Tarkin didn't flinch. He stood with rigid posture, chin up, voice loud enough to command the entire plaza.
"It's Chancellor Tarkin, Master Jedi. And I am here to conscript several of you—along with a selection of younglings—into the Republic Peacekeeping Force."
The shock rippled instantly through the Jedi ranks. Even the air felt colder.
Palpatine's eyes narrowed for just a fraction—calculating—but outwardly he stepped forward with elegant concern. "My friend Tarkin… as co-chancellors, I must ask restraint. They are still mourning here. This is neither the time nor the place."
Tarkin snapped back, voice dripping with disdain. "Palpatine, you're a fool. This disaster happened because the Jedi have grown complacent. Lazy. Arrogant. Clinging to the false belief that the Sith are extinct."
He pointed sharply toward the ruined steps of the Temple.
"And after a full structural sweep, we confirmed it—there was a Sith shrine beneath your feet for centuries, and not a single Jedi detected it."
Mace Windu stepped forward, shoulders squared, voice controlled but edged. "Chancellor Tarkin. Even we did not know about that shrine. This tragedy is not the fault of the Jedi alone. It struck all of us."
Qui-Gon and Obi-Wan exchanged a brief look—both recognizing the danger. A fracture between the Republic and the Jedi wasn't just possible now.
It was forming. Tarkin lifted a hand, signaling his Strong Republic soldiers forward.
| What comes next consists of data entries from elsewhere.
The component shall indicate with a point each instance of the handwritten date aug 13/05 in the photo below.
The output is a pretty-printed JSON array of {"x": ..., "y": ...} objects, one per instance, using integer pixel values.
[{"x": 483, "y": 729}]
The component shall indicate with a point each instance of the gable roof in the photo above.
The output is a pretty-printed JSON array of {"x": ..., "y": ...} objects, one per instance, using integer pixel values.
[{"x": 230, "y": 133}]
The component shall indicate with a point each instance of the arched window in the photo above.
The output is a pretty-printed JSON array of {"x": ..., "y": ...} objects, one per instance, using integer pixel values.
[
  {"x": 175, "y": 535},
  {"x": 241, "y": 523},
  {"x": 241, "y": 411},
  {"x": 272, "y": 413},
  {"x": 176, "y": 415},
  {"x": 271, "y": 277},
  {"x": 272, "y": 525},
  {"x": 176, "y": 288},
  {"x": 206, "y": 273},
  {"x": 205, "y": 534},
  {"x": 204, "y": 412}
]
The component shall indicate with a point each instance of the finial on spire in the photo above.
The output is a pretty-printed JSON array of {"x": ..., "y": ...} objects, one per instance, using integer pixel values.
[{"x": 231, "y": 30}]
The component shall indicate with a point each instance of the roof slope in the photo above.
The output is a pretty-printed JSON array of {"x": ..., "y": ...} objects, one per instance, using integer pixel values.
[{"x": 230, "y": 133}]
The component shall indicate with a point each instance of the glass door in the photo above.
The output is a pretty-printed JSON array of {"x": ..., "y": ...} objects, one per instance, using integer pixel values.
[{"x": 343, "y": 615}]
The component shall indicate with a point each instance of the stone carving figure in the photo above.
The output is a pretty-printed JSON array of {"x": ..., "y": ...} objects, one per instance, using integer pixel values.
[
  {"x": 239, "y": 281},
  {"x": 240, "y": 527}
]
Their boots thundered across the courtyard. Lightsaber ignited in response .
Jocasta Nu stepped out before anyone else, her hand already on her hilt . "I understand if you wish to conscript us. But the younglings? They are children with wonders ahead of them, with futures the galaxy has yet to shape."
Tarkin didn't flinch. His tone was cold iron. "And will the children under your watch become efficient guardians? The failure of your faction cost the Republic dearly. The Senate now sees the Jedi as complacent. Blind. The new generation of Force-users under my command will become a peacekeeping force that actually benefits the galaxy."